Шрифт:
Они условились переписываться. Но и в письмах чувства прятались где-то глубоко в подтексте; за полтора года Толя так ни разу и не начал письма теми словами, которые все настойчивее и настойчивее просились на язык: не написал ни разу "дорогая Людочка", а все "добрый день" или "здорово, Люда". А встретились они после тех чудесных часов в вагоне всего раз, на прошлогодних каникулах.
Сейчас встретились и - опять ненадолго. Второй день вместе. Да разве ж это вместе? А завтра - снова разлука...
...Толя уже не сидит над Максимовой рукописью, он ходит по комнате, от стола до порога, и ему здесь тесно, как тесно в его душе чувствам, которые совершенно необходимо высказать.
"Написать ей, что ли?" - приходит мысль. И от мысли этой, от сознания, что это последняя возможность выйти из тупика, стало и радостно, и как-то не по возрасту страшновато. "И в самом деле, напишу. Сентиментально выйдет, словно в романе каком-то... Ну так что ж?"
Толя сел, вынул из кармана пиджака, висевшего на спинке стула, ручку, взял чистый листок бумаги.
Как же начать? А просто, как хочется, как давно уже хотелось.
"Дорогая Людочка!" - написал он.
– А кыш! - вдруг послышался в сенях грозный бас дядьки Антося. - Кыш, погибели на вас нет, чтоб вам...
Толя вскочил, смял, спрятал в карман бумагу. Опять! Сговорились они, что ли?
– Сидишь в духоте, - сказал дед, входя в комнату. - Шел бы ты к реке: там ведь тоже можно читать.
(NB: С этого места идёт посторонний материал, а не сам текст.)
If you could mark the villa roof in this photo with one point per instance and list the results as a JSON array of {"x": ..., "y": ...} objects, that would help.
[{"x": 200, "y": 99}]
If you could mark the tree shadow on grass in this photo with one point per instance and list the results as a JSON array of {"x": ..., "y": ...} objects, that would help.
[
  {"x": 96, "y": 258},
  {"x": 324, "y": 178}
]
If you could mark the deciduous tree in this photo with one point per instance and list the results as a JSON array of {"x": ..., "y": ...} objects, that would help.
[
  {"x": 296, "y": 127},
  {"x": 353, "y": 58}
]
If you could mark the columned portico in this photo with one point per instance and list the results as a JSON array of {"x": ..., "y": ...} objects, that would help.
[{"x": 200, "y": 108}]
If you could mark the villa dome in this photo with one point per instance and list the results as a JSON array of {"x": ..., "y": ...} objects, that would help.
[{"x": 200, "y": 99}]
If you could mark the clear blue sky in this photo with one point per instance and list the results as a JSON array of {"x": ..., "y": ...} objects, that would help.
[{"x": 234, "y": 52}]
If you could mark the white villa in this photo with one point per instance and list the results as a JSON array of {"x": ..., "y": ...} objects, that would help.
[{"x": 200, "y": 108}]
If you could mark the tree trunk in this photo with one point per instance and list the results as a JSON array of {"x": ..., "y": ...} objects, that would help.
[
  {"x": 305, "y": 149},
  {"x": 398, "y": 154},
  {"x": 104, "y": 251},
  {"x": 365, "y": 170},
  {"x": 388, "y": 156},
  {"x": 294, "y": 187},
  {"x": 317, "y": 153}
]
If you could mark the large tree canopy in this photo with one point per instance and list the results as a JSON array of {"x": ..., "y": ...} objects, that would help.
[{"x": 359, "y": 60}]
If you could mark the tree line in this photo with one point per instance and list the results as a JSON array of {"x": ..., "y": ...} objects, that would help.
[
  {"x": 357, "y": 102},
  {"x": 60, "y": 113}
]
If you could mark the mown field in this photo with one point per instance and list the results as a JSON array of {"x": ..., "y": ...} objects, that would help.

Я там лежал. Ничего лежится...
Дядька Антось присел на лавке, снял шапку и провел ладонью по мокрой лысине.
– Не могу уже все-таки, будь оно неладно.
Толя молчал, и в душе его боролись разноречивые чувства: раздражение против старика за то, что не вовремя пришел, неловкость и даже страх, что он, партизанский дед, все видит и все знает. Того и гляди, загремит: "А что это у тебя за бумажка в кармане? Ты, разбойник, никак дочку у меня, хворого, хочешь отнять?"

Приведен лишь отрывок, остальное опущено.